YEEEEEEEEAH JEETS! Poor Jeets is on the fast track now that he held out for nearly 40 years. Two decades of slaying everything from A List celebrities down to Tampa club rats, Jeets lived arguably the greatest life of all time. But he hung up the cleats, said I do, and now got a chick knocked up all in a matter of like 18 months. Thats the price you pay for living the exact lifestyle every man wants with blatant disregard for the feelings of women, and really any other human around you. Its time to pay the piper for Derek Jeter. And there’s not doubt that after like 25 years and piping women left and right, he’s doomed to a life of several daughters.

So today, we honor Derek Jeter and George Clooney.

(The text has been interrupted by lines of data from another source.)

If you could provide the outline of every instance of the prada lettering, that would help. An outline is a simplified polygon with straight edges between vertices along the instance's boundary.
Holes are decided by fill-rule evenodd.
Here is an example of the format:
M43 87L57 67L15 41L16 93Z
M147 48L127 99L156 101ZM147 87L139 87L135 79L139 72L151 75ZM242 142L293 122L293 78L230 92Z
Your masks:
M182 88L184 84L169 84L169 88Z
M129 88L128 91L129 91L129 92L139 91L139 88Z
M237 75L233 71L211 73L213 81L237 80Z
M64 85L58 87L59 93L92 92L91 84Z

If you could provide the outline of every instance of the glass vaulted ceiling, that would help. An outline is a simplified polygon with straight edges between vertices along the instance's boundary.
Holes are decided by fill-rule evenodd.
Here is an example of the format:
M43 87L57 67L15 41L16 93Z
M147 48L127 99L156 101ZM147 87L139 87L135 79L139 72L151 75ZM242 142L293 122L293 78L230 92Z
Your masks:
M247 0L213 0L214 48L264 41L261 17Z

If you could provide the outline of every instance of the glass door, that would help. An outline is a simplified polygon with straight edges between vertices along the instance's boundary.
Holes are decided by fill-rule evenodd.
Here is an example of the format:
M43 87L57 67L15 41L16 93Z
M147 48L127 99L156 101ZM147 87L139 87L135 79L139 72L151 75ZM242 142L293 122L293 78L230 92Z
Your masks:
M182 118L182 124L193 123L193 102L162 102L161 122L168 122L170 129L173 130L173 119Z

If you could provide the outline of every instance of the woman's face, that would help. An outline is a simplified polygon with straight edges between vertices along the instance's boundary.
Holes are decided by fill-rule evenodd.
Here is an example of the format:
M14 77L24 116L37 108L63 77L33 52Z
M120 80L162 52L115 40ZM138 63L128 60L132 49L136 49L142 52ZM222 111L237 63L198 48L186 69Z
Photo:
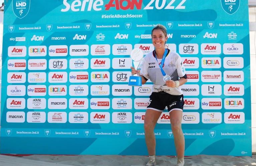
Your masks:
M154 30L152 33L152 42L155 49L165 48L167 37L160 29Z

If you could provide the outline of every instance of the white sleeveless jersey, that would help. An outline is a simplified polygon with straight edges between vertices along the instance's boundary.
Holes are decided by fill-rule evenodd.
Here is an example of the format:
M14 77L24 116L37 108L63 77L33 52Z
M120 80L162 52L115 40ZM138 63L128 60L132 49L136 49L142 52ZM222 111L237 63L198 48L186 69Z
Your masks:
M177 81L179 78L185 75L186 71L180 55L176 52L168 51L163 68L166 74L171 76L172 80ZM179 88L171 88L166 86L159 64L161 63L162 59L157 60L153 52L149 53L143 59L141 69L141 75L148 80L150 79L154 83L152 91L158 92L164 91L172 95L182 95L182 91Z

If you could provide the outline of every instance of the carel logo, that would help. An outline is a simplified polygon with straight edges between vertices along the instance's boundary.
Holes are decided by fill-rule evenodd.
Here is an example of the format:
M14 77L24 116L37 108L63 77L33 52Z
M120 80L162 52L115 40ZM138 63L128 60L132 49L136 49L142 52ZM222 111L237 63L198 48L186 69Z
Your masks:
M9 72L7 74L8 83L24 83L26 82L26 73L24 72Z
M25 46L10 46L8 47L8 56L10 57L21 57L27 55Z
M44 36L37 36L34 35L31 38L31 41L43 41Z
M68 103L69 109L84 110L88 108L88 99L86 98L71 98L69 99Z
M108 69L110 68L110 59L92 58L90 64L92 69Z
M50 45L49 47L50 56L64 56L67 55L67 46L66 45Z
M69 72L70 82L87 82L89 79L88 72L86 71Z
M108 110L109 109L110 100L108 98L92 98L90 105L93 110Z
M226 98L224 103L225 109L242 109L244 108L244 100L242 98Z
M108 124L110 122L110 114L108 112L92 112L90 114L91 123Z
M7 68L10 70L24 70L26 69L26 61L25 59L9 59Z
M217 33L209 33L208 32L206 32L205 33L205 34L204 36L204 39L208 38L208 39L214 39L217 38L218 36L218 34Z
M6 100L7 109L24 109L26 101L23 98L8 98Z
M184 99L184 110L198 110L199 109L199 99L198 98Z
M224 122L226 124L243 124L245 118L243 112L226 112L224 114Z
M136 44L134 45L134 48L139 48L143 52L143 54L146 55L154 50L154 45L152 44Z
M203 110L220 110L222 108L220 98L203 98L202 108Z
M46 86L41 85L29 85L27 87L28 95L44 96L46 95Z
M224 94L225 96L243 96L244 94L244 86L242 84L225 85Z

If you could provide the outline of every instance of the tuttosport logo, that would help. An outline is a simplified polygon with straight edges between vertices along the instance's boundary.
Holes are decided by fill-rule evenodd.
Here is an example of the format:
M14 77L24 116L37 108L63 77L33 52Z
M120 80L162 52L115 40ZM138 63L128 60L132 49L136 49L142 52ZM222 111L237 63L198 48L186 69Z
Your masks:
M12 96L23 96L26 95L25 85L11 85L7 86L7 95Z
M242 55L244 53L244 45L242 43L224 43L223 53L225 55Z
M220 82L221 81L221 72L203 71L201 72L201 80L203 82Z
M68 122L71 123L87 123L88 117L88 113L86 112L70 112L68 114Z
M244 100L242 98L226 98L224 103L225 109L242 110L244 108Z
M49 69L64 70L67 67L67 61L65 59L51 59L49 61Z
M92 96L108 96L110 88L108 85L92 85L91 86Z
M66 85L50 85L48 87L49 96L66 96L67 86Z
M69 68L73 70L86 69L89 68L89 60L86 58L70 59Z
M150 102L149 98L136 98L134 99L134 108L136 110L146 110Z
M72 96L87 96L88 95L89 87L87 85L69 85L68 92Z
M131 58L114 58L112 59L112 68L114 69L128 69L132 65Z
M30 46L28 47L29 56L46 56L47 48L45 45Z
M197 69L199 67L199 59L196 57L182 57L183 66L186 69Z
M88 45L71 45L69 46L71 56L87 56L89 54Z
M203 43L201 44L201 53L203 55L219 55L221 45L219 43Z
M66 45L50 45L49 47L50 56L64 56L67 55L67 46Z
M88 72L86 71L71 72L69 72L69 82L72 83L88 82Z
M26 82L26 73L9 72L7 74L8 83L24 83Z
M28 68L29 70L45 70L47 68L47 61L45 59L29 59Z
M8 56L10 57L22 57L27 55L25 46L9 46L8 47Z
M202 67L204 68L217 68L221 67L221 59L220 58L203 58L201 60Z
M112 95L115 96L131 96L133 94L132 87L128 85L113 85L112 87Z
M9 70L24 70L26 69L26 61L25 59L9 59L7 68Z
M199 72L197 71L186 71L188 82L197 82L199 81Z
M199 99L198 98L184 98L184 110L198 110L199 105Z
M112 108L114 110L130 110L133 106L130 98L114 98L112 99Z
M226 112L224 113L225 124L243 124L245 119L244 113L243 112Z
M244 72L241 71L226 71L223 73L224 81L228 82L241 82L244 81Z
M49 123L64 123L67 122L67 113L65 112L49 112L47 116Z
M90 64L92 69L108 69L110 68L110 59L92 58Z
M144 112L137 112L134 113L134 122L136 124L144 124L145 119Z
M137 96L149 96L152 93L153 85L143 85L142 87L134 87L134 95Z
M114 124L131 124L133 115L129 112L114 112L112 113L112 123Z
M67 108L67 101L65 98L50 98L48 101L48 108L51 110L62 110Z
M48 81L50 83L65 83L67 81L66 72L49 72Z
M108 112L91 112L90 121L93 124L108 124L110 122L110 114Z
M27 93L30 96L45 96L46 86L39 85L29 85L27 87Z
M25 101L23 98L8 98L6 100L6 108L7 109L24 109Z
M225 57L223 66L226 69L241 69L244 67L244 58L242 57Z
M71 98L68 101L69 109L86 110L88 108L88 99L86 98Z
M110 108L110 100L108 98L92 98L90 101L91 109L108 110Z
M243 96L244 86L242 84L226 84L224 85L225 96Z
M92 82L108 82L110 80L108 71L93 71L91 73L91 81Z
M46 100L44 98L29 98L27 107L30 109L44 109L46 108Z
M202 85L201 90L203 96L221 96L222 94L222 87L220 84Z
M43 83L46 82L46 73L44 72L28 73L28 81L30 83Z
M92 44L91 45L92 55L109 55L110 54L109 44Z
M154 50L155 47L153 44L136 44L134 45L134 48L139 48L146 55Z
M222 121L221 113L203 113L202 122L204 124L220 124Z
M220 98L203 98L202 108L203 110L220 110L222 108L222 101Z

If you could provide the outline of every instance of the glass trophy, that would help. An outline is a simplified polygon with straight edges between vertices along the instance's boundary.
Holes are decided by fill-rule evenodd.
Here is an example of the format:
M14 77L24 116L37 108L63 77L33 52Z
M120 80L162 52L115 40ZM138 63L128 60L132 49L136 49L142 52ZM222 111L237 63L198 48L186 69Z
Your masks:
M133 49L131 51L131 58L133 60L133 66L136 70L140 70L142 65L142 61L143 59L143 52L142 50L136 48ZM129 78L128 85L130 86L141 86L142 83L141 77L140 76L130 76Z

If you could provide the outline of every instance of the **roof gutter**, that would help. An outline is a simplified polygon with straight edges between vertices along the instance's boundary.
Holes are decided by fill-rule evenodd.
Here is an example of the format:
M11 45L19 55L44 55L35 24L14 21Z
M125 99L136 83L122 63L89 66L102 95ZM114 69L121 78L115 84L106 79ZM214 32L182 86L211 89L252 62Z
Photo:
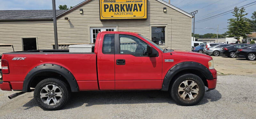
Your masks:
M0 19L0 21L52 21L52 19Z

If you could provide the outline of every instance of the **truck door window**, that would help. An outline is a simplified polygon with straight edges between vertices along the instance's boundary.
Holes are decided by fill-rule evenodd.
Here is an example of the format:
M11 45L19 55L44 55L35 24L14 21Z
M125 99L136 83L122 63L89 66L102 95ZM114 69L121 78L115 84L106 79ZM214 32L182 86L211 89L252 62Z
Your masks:
M135 56L148 56L147 43L140 39L130 35L120 35L120 54L131 54Z
M104 36L102 53L105 54L115 54L115 34L108 34Z
M194 43L194 47L196 47L199 45L199 43Z

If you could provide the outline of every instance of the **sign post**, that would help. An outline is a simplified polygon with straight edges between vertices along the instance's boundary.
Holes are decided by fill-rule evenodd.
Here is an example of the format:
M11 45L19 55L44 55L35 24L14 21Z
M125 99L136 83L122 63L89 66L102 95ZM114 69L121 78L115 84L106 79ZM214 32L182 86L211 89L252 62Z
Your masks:
M146 19L147 0L100 0L100 20Z
M59 49L58 45L58 36L57 34L57 21L56 20L56 8L55 5L55 0L52 0L52 11L53 13L53 28L54 29L54 39L55 49Z

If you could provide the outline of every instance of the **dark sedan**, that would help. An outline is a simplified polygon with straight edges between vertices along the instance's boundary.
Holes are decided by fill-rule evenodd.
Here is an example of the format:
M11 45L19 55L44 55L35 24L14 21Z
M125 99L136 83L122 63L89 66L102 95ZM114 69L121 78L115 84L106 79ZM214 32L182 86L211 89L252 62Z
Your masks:
M243 47L251 45L245 43L236 44L226 47L223 47L221 50L222 54L228 56L230 58L235 58L236 56L236 52L237 48Z
M247 60L255 60L256 59L256 44L237 48L236 55L239 57L245 58Z

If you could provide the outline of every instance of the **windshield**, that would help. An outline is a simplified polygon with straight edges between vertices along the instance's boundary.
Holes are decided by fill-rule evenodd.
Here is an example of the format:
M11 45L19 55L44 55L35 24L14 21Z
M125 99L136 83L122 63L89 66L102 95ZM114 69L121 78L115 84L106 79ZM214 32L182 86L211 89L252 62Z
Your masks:
M155 43L154 42L153 42L152 41L151 41L150 40L147 39L146 37L144 37L144 36L140 34L139 34L139 35L141 36L145 40L148 41L148 42L149 42L150 43L151 43L151 44L154 45L156 47L156 48L158 48L159 49L162 51L162 52L164 52L164 49L163 49L163 48L162 48L160 47L160 46L159 46L157 45L157 44Z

That poor bastard George cursed with twins. I dont want to hate on these legends of the game, but I’d be lying if I didnt say I’m a little happy to see that time eventually catches up to everyone. No Man can run forever. No Man can live the bachelor life of happiness for eternity. Not Jeets. Not George. Sooner or later, you WILL run into one woman who is some sort of sorceress that can charm the snake back into your pants and tame you. Every man eventually breaks. We all die unhappy: bloggers, cube monkeys, pro athletes and actors alike.

Open invite to DJ and George to come on the Podfathers this week! You guys are FUCKED!